April 11, 2017
Toronto, Canada
The moment my head hit my pillow, I heard it. It wasn’t the neighbor’s yowling cat reacting to another feline it had seen outside, though the untrained ear might make that mistake.
I knew I should stay up. I’d heard the call, after all. But my eyelids felt like a resting place for anvils, and the more I fought it, the heavier they got. Just as I was about to drift into the strange place in between sleep and consciousness, I heard it again.
“Yowwww-eeehhhhhhhh,” the next call came, this time it lingered on and got louder with each passing second.
My muscles felt full of lead. But I knew if I didn’t get out of my cozy, neglected bed immediately, the sound would only escalate. I inhaled sharply, and padded my way to my daughter’s bedroom.
When she heard the turn of the doorknob, her groan-whining stopped. Phew. It’s going to be okay. I opened the door a little wider, allowing the light from the hallway to seep into her bedroom. As her eyes met mine, she let out a deep wail, full of frustration, defeat and utter exhaustion. I wanted nothing more than to join her and cry in tandem all night long.
I sat down on her bed and pulled her onto my lap. The smell of the sticky sweet children’s ibuprofen hung in the night air in her bedroom. She had been refusing pain medication since her surgery five days before, and sometimes refusing meant spitting it all over her sheets. The smell of it made me queasy while I sat cuddling my daughter. Silent tears streamed down my cheeks.

The surgery had been our “fix” for years of her living with sleep apnea and chronic ear infections. The doctor assured me this was a routine surgery (and it was), but he glossed over the parts about recovery being a living nightmare for small children and their caregivers.
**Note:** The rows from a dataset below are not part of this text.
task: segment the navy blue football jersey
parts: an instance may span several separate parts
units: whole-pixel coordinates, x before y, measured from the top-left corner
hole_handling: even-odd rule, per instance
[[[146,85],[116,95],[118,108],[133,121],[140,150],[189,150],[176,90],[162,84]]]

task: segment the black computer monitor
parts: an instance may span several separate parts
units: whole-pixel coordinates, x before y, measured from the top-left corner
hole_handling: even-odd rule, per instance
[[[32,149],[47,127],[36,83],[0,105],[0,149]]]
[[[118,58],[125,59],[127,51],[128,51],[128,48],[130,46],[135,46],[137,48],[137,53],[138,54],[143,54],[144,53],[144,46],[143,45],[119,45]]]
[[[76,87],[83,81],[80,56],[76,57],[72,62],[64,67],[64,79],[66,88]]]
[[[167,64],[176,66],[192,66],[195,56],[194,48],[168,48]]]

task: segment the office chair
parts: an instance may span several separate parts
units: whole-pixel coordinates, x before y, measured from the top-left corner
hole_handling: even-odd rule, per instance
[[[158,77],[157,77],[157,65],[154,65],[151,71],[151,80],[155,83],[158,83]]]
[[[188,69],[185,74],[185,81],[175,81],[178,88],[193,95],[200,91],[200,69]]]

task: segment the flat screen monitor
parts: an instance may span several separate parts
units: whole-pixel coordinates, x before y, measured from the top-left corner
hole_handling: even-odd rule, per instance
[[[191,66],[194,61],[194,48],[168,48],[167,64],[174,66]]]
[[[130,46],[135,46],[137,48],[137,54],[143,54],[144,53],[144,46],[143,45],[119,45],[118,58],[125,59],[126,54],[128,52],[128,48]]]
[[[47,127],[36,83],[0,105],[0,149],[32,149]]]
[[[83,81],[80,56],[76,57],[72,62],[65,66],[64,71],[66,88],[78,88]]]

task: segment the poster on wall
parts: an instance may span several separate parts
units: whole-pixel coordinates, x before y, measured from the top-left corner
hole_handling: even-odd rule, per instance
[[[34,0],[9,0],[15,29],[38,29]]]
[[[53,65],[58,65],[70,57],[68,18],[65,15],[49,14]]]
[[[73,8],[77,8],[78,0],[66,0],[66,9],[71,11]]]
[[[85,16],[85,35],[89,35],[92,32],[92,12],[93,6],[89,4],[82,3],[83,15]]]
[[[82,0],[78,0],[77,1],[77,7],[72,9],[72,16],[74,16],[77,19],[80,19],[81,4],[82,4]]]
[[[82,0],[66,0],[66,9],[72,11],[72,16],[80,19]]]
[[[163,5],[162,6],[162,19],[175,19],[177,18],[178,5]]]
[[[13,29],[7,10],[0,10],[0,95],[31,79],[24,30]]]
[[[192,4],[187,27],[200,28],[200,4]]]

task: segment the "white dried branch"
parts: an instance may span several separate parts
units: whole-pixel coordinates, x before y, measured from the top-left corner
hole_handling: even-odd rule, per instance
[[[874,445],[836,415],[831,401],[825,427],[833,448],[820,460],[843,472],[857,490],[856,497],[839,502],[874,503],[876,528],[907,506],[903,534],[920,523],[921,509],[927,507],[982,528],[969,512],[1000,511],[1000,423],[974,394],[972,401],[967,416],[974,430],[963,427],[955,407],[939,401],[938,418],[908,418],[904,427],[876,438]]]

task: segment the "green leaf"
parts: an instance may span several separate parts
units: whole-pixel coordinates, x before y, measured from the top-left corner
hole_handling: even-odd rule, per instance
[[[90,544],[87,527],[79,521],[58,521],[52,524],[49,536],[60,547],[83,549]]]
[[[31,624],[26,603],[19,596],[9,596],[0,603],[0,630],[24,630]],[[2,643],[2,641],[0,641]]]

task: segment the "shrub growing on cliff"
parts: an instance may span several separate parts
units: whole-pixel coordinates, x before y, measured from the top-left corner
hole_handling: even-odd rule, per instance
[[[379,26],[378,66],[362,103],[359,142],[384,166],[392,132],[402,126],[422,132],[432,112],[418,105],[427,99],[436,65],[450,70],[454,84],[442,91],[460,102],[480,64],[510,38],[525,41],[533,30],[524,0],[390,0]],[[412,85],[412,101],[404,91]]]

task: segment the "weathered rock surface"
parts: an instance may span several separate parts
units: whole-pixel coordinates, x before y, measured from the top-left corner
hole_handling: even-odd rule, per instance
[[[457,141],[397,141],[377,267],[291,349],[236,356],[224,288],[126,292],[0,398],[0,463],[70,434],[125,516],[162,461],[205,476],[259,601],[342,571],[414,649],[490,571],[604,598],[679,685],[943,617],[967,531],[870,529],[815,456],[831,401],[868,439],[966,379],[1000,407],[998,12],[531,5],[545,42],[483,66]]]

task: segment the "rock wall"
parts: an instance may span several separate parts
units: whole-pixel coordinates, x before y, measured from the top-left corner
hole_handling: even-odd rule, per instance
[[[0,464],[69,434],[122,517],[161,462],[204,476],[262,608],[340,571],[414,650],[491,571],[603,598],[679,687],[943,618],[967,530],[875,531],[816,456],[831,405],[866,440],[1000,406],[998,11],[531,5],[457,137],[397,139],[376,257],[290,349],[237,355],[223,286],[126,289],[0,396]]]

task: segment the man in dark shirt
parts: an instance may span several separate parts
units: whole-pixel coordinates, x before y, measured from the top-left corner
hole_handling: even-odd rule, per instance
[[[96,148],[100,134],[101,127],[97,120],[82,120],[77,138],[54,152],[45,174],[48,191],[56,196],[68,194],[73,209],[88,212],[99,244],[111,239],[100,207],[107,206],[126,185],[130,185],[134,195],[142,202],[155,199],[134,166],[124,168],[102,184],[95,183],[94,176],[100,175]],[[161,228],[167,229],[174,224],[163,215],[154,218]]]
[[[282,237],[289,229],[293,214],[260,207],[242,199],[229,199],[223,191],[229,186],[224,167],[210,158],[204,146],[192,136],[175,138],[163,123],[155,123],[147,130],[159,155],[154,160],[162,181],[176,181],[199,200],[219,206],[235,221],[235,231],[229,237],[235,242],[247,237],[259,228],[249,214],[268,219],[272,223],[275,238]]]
What we didn’t know – but I would soon find out – was that the worst was yet to come. They left the day my daughter started refusing all food and drink, including her beloved popsicles and apple juice. It also happened to be the day she began to refuse all pain medications.
“If you take your medicine, you’ll feel so much better and we can sleep, sweetie,” I whispered. After days full of begging my daughter to take her medication or eat or drink or do anything that would be good for her, my patience was razor thin.
“No, mommy, I can’t. It hurts,” she whimpered.
I gave up on any hope of sleeping and carried my daughter into the living room. I turned on the television. No cable, so Netflix it was. She chose a movie: Cloudy with a Chance of Meatballs.
“Are we having a sleepover in the living room?” she asked sweetly.
“It’s only called a sleepover if you sleep,” I responded, only half-sarcastically.
As my daughter lay on the couch, I turned my head to look at her. I watched as her eyelids fluttered over her soulful brown eyes and snapped open again. Born with a steel will, she wasn’t going to let sleep intrude on the movie.
“Come on, Steve. We’ve got diem to carpe!” said one of the characters on screen. Something shifted in me.
“Hey, Evelyn?” I whispered into her ear.
“Yeah, mama?” she croaked, teetering on the edge of sleep.
“You’re beautiful. And you have a booger hanging out of your nose.”
She didn’t, but I knew it would get a laugh out of her. And it did. She giggled, and I fell in love with her all over again.
I grinned at her while her whole body shook as she laughed at my juvenile joke. We’re going to get through this, I told myself. And within moments, we both drifted off on the couch.